Ancak beyaz kral lakabı o zamanlar beni düşündürür. Hani o dönemde Amerikan spor kamuoyunda öne sürülebildiği gibi Larry Bird gelmiş geçmiş en büyük oyuncu mudur? Benim kişisel gözlemlerim bu değerlendirmeyi doğrulamaz. Kendi hesabıma All Star maçlarında da Larry Bird’i defalarca izlerim. Bilirsiniz All Star maçları yılda bir kez doğu ve batının en iyi oyuncuları arasında yapılır. Açıkçası şovun öne çıktığı maçlardır. Ancak NBA’nın o dönemdeki en büyük yıldızlarının ciddi anlamda rekabet ettiği maçlardır. O yıllarda izlediğim All Star maçlarında Larry Bird’in fast break basketbol ortamında yitip gittiğini hatırlarım.
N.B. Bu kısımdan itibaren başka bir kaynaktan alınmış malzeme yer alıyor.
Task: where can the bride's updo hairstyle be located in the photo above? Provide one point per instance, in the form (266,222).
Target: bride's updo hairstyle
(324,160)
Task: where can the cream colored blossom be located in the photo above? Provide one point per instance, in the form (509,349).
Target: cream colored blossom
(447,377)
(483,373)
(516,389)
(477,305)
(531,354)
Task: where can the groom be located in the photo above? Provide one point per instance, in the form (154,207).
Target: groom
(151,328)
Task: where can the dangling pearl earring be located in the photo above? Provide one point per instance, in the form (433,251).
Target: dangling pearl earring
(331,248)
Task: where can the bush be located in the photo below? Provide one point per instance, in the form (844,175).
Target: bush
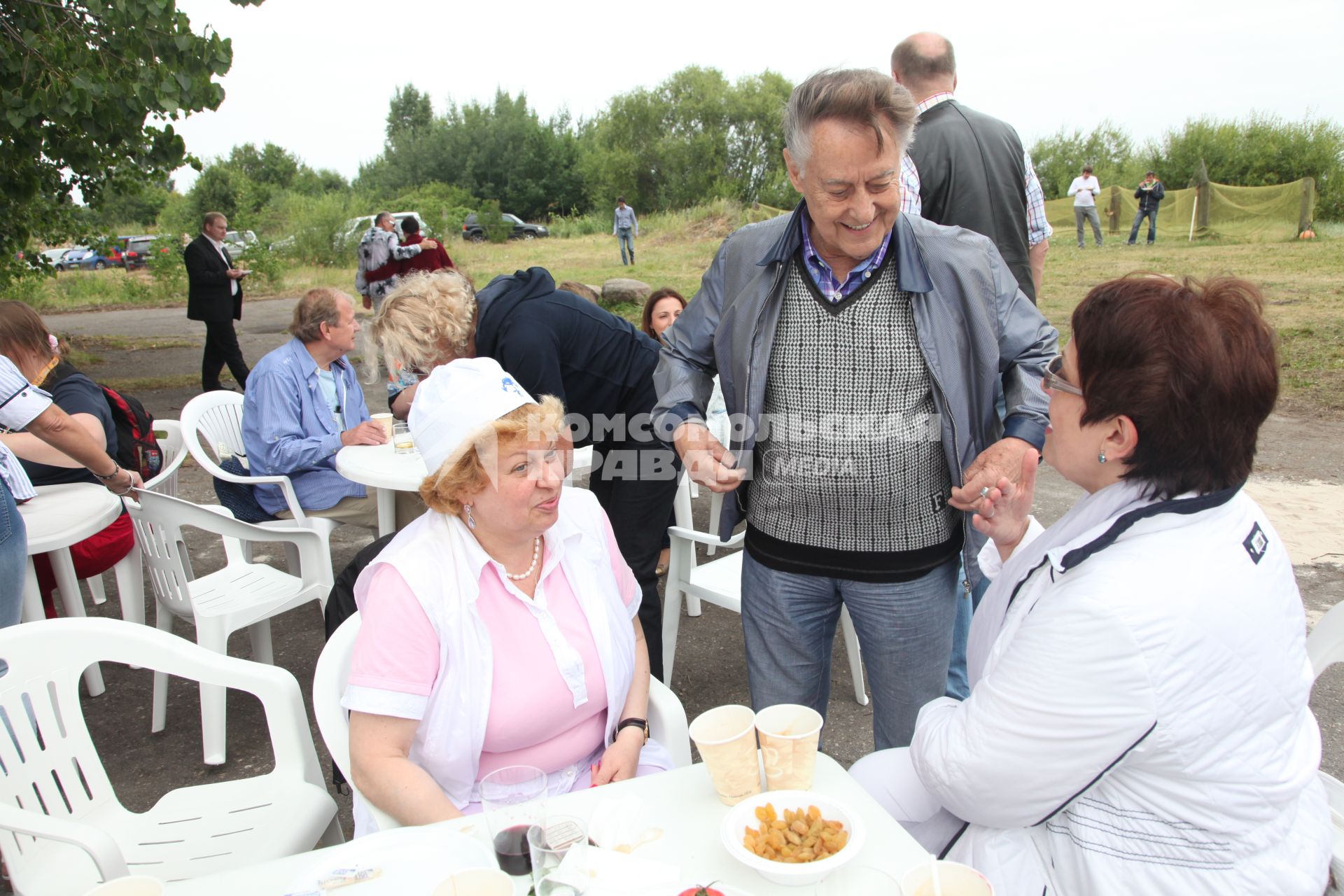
(498,229)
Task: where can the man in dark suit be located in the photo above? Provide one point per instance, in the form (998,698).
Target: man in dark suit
(216,296)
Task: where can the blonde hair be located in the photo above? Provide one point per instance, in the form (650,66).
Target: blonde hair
(470,472)
(428,320)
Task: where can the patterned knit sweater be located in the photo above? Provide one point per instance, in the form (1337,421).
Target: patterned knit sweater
(851,477)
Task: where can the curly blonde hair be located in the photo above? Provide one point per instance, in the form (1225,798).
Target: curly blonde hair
(428,320)
(470,473)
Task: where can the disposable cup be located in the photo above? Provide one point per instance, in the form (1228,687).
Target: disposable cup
(386,422)
(955,879)
(132,886)
(477,881)
(726,741)
(790,736)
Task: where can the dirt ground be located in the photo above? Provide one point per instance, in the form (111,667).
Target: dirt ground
(1297,480)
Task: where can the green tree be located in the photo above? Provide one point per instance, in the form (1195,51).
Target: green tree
(90,92)
(1108,148)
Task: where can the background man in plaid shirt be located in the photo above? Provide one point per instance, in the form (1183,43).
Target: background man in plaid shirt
(992,190)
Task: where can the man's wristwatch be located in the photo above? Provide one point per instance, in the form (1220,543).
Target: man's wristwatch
(634,723)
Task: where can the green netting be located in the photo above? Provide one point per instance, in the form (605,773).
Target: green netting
(1252,214)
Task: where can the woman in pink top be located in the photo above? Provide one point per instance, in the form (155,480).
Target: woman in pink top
(500,628)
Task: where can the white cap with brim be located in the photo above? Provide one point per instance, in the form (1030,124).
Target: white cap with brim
(457,403)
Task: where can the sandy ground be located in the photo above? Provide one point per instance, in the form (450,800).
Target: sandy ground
(1297,480)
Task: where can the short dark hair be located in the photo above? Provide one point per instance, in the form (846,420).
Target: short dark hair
(1191,365)
(667,292)
(918,69)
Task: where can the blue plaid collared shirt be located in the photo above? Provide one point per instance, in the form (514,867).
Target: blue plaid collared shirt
(825,279)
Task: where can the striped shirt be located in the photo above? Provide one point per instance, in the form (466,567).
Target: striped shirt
(20,402)
(1038,229)
(825,279)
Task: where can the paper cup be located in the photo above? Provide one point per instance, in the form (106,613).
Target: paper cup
(955,879)
(726,741)
(790,736)
(134,886)
(477,881)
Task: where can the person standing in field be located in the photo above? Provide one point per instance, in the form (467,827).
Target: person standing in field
(216,296)
(625,227)
(1085,191)
(968,169)
(1148,195)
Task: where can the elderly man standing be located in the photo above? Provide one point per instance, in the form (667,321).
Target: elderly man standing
(859,351)
(216,296)
(968,169)
(304,405)
(381,258)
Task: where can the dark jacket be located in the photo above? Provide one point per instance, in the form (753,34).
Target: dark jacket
(974,174)
(207,284)
(1148,199)
(555,343)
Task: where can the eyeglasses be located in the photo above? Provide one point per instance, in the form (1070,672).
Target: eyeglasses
(1056,382)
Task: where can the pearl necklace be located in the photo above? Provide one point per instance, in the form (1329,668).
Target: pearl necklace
(537,555)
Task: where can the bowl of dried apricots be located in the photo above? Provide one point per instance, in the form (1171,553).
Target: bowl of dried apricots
(792,837)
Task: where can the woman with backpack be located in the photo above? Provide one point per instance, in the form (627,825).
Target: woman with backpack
(42,360)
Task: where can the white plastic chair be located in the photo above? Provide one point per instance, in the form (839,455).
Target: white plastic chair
(62,828)
(242,594)
(667,716)
(720,582)
(128,573)
(1326,648)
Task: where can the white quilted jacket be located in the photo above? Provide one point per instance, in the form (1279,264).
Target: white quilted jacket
(1142,726)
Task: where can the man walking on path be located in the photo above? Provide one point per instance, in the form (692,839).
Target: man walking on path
(1148,195)
(1085,191)
(625,229)
(216,296)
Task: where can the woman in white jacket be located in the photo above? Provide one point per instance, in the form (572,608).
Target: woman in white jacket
(1139,713)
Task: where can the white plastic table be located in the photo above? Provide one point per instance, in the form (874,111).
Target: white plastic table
(58,517)
(384,470)
(680,801)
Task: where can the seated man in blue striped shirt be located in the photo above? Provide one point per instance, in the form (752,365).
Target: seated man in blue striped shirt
(304,405)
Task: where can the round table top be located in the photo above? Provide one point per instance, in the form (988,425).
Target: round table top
(65,514)
(381,466)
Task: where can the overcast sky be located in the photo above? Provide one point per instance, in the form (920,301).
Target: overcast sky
(316,76)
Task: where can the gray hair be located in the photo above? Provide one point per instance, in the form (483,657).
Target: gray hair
(916,67)
(318,307)
(859,96)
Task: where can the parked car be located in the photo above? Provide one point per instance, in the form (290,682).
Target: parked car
(522,230)
(239,241)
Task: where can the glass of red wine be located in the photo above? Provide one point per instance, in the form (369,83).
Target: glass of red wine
(511,798)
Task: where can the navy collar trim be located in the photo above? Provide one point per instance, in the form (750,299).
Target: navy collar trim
(911,272)
(1175,505)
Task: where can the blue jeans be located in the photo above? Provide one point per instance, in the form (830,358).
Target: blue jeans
(1152,225)
(626,238)
(14,559)
(905,631)
(958,684)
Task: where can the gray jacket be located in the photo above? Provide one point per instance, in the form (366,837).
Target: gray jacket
(974,328)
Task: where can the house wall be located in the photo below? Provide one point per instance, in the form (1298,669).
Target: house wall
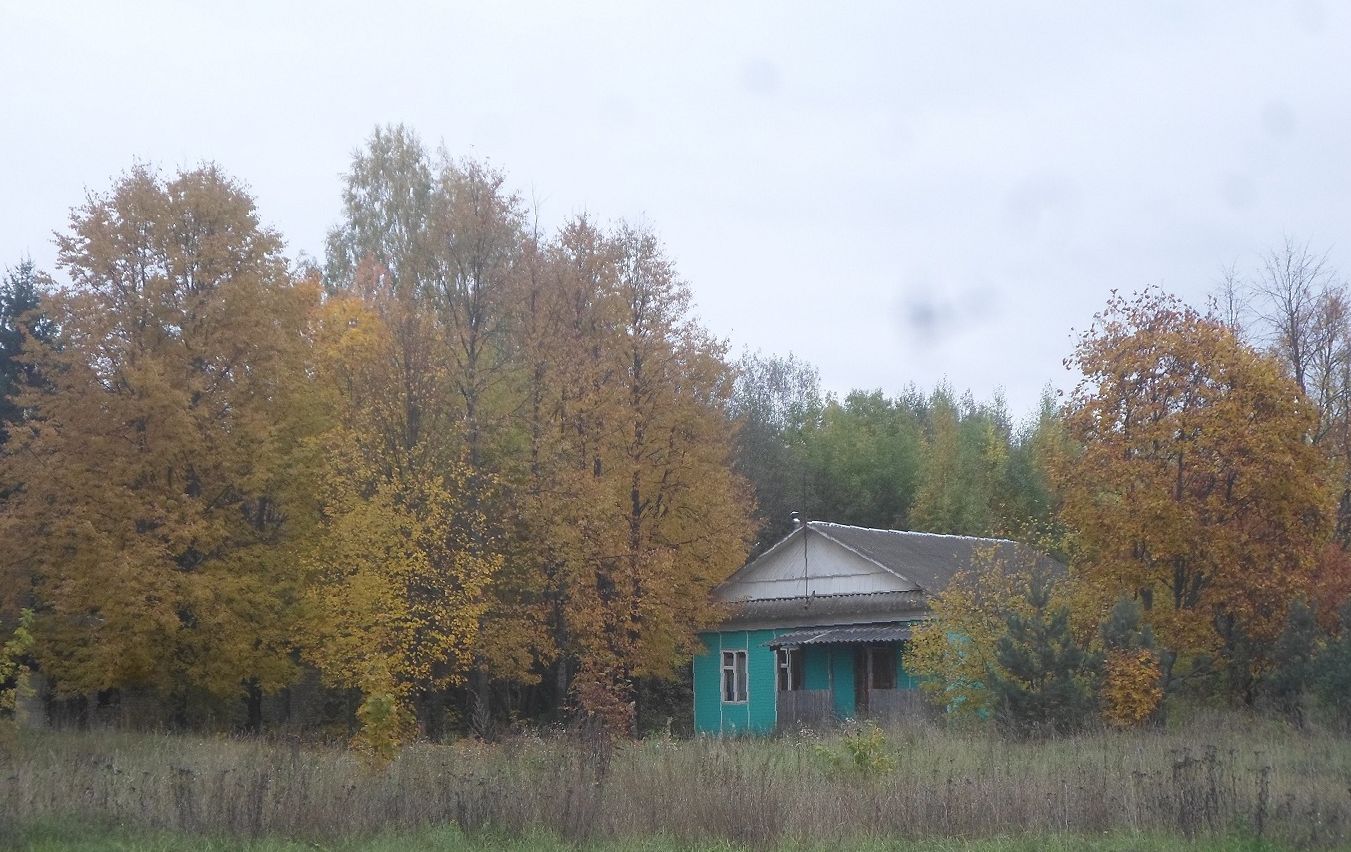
(824,667)
(759,712)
Larry Bird’in emektar zamanları mıydı, değil. Ancak iki pota arasında sergilenen hızlı, tempolu oyunun Bird’ün profiline uymadığını o maçlarda gözlediğimi söylemek isterim.
Tam da bu noktada Boston Celtics’de gösterdiği yüksek performansın sebebi ortaya çıkmaktadır. Boston Celtics NBA tarihinde savunma ağırlıklı kontrollü basketbol anlayışının önde gelen temsilcisidir. Açıktır ki, takımın bu tarz oyun yapısı içerisinde Larry Bird’ün ağır bir oyuncu olması sırıtmamaktadır. Tempoyu kontrol etmeyi başaran ekip oyununun kilit figürü elbette Bird olmaktadır. Ancak All Star maçlarının yüksek tempolu ve süratli yapısı Bird’e ters gelmektedir. Elbette Larry Bird’ün çok iyi bir takım oyuncusu olması ve komplike yönü onun bir numara olarak algılanmasını haklı kılabilir. Ancak bana göre asıl açıklayıcı öge beyaz bir oyuncu olmasıdır. Bu durumu ortaya koyan gerekçe mi, beyaz kral lakabını hatırlayalım derim. Açıkça, beyaz kamuoyu ve beyaz kral figürünün yan yana gelmesinin salt basketbol kriterlerine göre şekillendiğinden söz etmek hayli müşküllü olacaktır.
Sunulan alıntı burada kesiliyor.